“I will never stop fighting for our NHS” – Kate Osborne’s maiden speech

Kate Osborne
© David Woolfall/CC BY 3.0

Below is the full text of the maiden speech delivered by the recently elected Labour MP for Jarrow, Kate Osborne, in parliament on February 5th.


It is a great honour to serve in this House. It is also the greatest honour of my life to be elected to represent the constituency of Jarrow, and I would like to thank the people of Jarrow for putting their faith in me. I pay tribute to my predecessor, Stephen Hepburn, and thank him on behalf of the constituents of Jarrow for his 22 years of unwavering support for the place where he was born and raised. I wish him well for the future.

It is fitting to be called in this debate because as a councillor for the past ten years, I have fought for local government funding and services, hit by unending cuts to local authority budgets. I am blessed to represent such a fantastic part of our country. The constituency of Jarrow is not just the town of Jarrow: it is also Hebburn, Boldon, Cleadon and parts of Gateshead.
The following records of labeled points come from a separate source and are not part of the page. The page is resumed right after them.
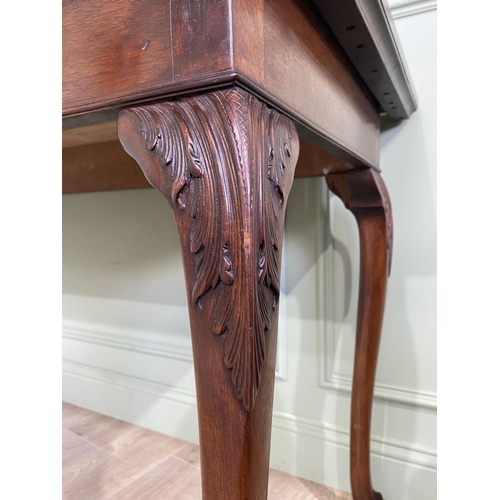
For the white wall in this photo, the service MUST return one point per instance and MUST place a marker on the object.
(126, 344)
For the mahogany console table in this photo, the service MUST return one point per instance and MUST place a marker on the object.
(222, 103)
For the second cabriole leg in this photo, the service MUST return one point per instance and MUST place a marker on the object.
(365, 195)
(225, 162)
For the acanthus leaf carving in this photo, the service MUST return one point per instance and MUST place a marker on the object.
(228, 161)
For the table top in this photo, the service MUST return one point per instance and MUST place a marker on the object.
(332, 65)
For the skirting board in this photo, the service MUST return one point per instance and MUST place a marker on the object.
(314, 450)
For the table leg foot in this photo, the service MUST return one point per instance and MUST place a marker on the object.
(225, 162)
(364, 193)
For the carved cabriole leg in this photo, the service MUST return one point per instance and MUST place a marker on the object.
(365, 195)
(225, 162)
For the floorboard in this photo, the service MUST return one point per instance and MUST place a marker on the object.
(107, 459)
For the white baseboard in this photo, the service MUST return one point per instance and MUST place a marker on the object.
(158, 344)
(404, 8)
(173, 411)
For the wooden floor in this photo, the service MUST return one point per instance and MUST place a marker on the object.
(105, 458)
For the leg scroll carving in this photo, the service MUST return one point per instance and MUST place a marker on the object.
(225, 162)
(365, 195)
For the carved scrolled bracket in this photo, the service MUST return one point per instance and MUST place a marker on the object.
(225, 162)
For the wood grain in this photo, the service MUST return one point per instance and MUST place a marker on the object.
(366, 31)
(307, 73)
(113, 50)
(176, 477)
(281, 51)
(225, 163)
(365, 195)
(94, 160)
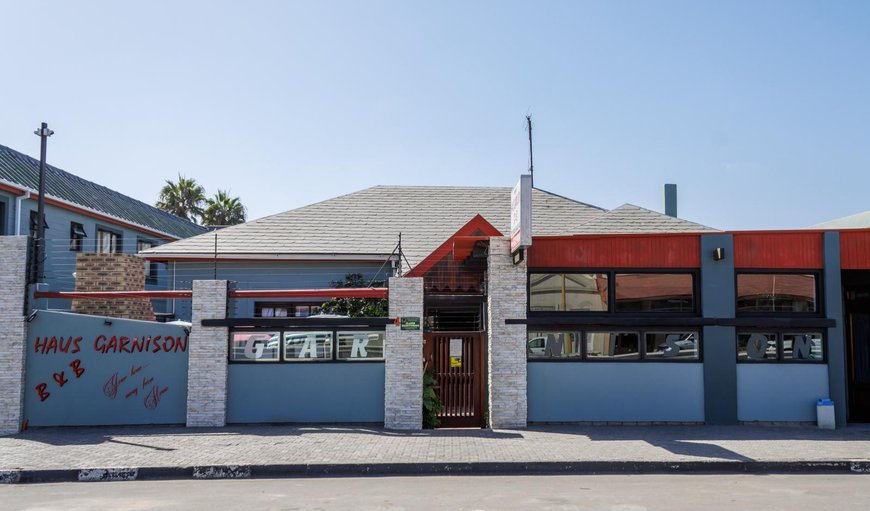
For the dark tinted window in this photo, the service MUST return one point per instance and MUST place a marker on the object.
(776, 292)
(568, 291)
(655, 292)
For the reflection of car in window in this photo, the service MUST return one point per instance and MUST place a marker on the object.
(537, 346)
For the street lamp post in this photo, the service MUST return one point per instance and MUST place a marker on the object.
(43, 133)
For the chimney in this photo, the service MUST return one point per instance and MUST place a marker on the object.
(671, 200)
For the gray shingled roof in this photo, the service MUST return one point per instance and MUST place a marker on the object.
(368, 222)
(856, 221)
(22, 170)
(631, 219)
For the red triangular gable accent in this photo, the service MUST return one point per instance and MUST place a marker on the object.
(478, 224)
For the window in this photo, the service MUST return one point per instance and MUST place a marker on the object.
(798, 347)
(34, 222)
(777, 292)
(671, 345)
(286, 309)
(150, 266)
(568, 291)
(306, 346)
(361, 345)
(263, 345)
(108, 242)
(615, 345)
(602, 345)
(554, 345)
(77, 235)
(655, 292)
(254, 346)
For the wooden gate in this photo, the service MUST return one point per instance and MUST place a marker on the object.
(460, 378)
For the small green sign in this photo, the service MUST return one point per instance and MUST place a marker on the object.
(411, 323)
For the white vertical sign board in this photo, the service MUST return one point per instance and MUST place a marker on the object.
(521, 214)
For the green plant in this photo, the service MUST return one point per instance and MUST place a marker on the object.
(431, 401)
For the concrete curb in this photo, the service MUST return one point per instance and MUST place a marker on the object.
(431, 469)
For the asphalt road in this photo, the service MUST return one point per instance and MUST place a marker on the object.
(611, 492)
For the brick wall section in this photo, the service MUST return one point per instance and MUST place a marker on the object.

It is also the only constituency beginning with the letter ‘J’.

Jarrow, with its proud history, powered the industrial revolution, built as it was on coal, shipbuilding and metal works, but that was to change. Palmers Shipbuilding and Iron Company closed in the 1930s, Leslie’s yard at ​Hebburn stopped shipbuilding in 1982 and the last pit in Jarrow closed in the 1980s. Successive Tory governments, from Thatcher to Johnson, have decimated industry and come after our communities — not just in Jarrow but across the whole of the North.

Many good, hard-working, decent people were discarded, and we are still living with those scars to this day. The closures and the misery they caused were and will always be a tragedy. They are a constant reminder of what Thatcherism brought to our region. Sadly, like a lot of the country, particularly in the north-east, we now have food banks, high unemployment, poverty and struggle, but the people of Jarrow are resilient and proud of their history, community and working-class solidarity. They never give up, and I say to this House and them: neither will I.

There is no better example of this resilience than the MP for Jarrow from 1935 to 1947, Red Ellen Wilkinson. To be the first woman MP for Jarrow since Ellen fills me with pride, and it is only right and proper that I pay tribute to her here today. Ellen, outraged by injustice and the transgression of power at home or abroad, sought to do the right thing. She was, and still is, a legend. As a young trade unionist, she helped to organise the suffrage pilgrimage in 1913, where more than 50,000 women marched to a mass rally in Hyde Park. In 1935, as the MP for Jarrow, Ellen played a key role in organising the Jarrow march, an iconic protest against the unemployment and poverty in Tyneside. Like me, she would be outraged that today around 2,500 people are having to claim unemployment benefits in Jarrow.

Ellen, as an internationalist, condemned general Franco and supported the Spanish Republicans. She also, in no uncertain terms, denounced Neville Chamberlain’s appeasement of Nazi Germany. Here at home when she became Education Secretary, she had the monumental task of rebuilding Britain’s schools after six years of war. A pioneer, she raised the school leaving age from 14 to 15 and introduced the School Milk Act of 1946, which gave free milk to schoolchildren. Her powerful speeches can be read in Hansard today. I would encourage all members to have a read.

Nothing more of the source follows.